Support for importing file contents automatically using CollectionSource
The CollectionComposer and CollectionReader actors extend CollectionSource to read XML representations of the input to a COMAD workflow and translate them into data tokens, metadata tokens, collection delimiters, etc. Presently all data read in by CollectionComposer must be contained in the XML that is provided either as a parameter value to CollectionComposer or as an external file to CollectionReader. However, many workflows use data from other files and this data currently must be read and parsed by explicit actors elsewhere in the workflow. The input to a workflow would be clearer, and workflows simpler and more transparent, if files could be referred to in the XML processed by CollectionSource, and if CollectionSource were to automatically include the contents of these files in the workflow input.

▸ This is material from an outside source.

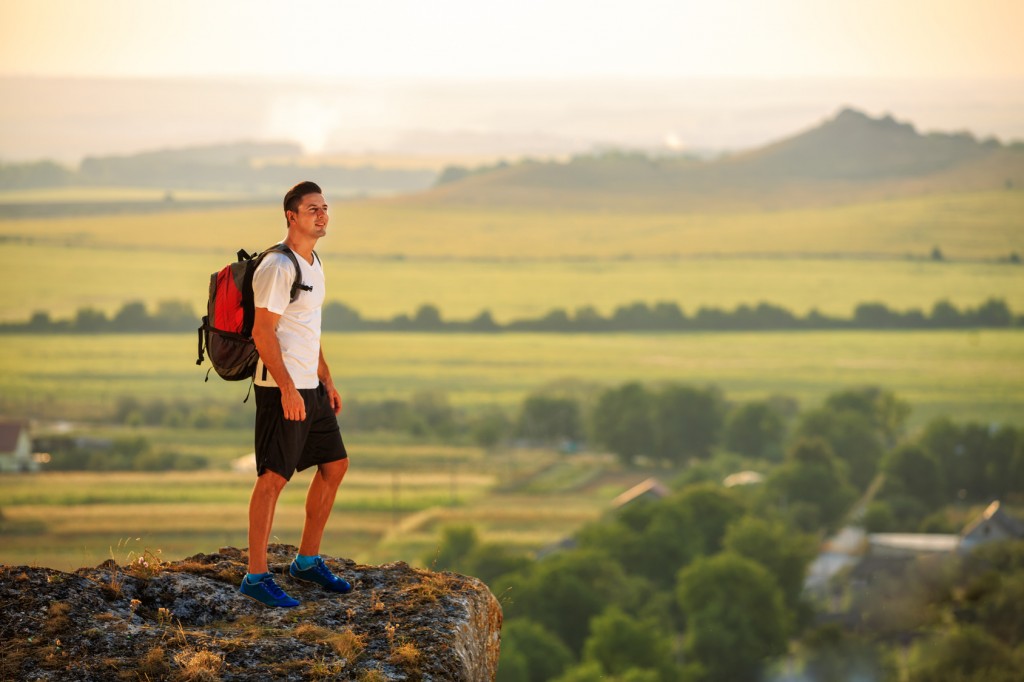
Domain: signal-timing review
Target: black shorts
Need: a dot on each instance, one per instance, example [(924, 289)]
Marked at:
[(284, 445)]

A simple first step would be to enable CollectionComposer to read in text files either as a TextFile collection containing a single StringToken holding the contents of the file, or a TextFile collection containing one StringToken for each line of the text file. (Existing COMAD workflows demonstrate the usefulness of both approaches).
A second step would be to allow one to register format-specific parsers for CollectionSource to use when reading particular types of files. For example, a FASTA file parser could be plugged in that would create a FASTA collection filled with (e.g., DNA) Sequence tokens, and a Nexus file parser could create a Nexus collection containing CharacterMatrix, WeightVector, and phylogenetic Tree tokens.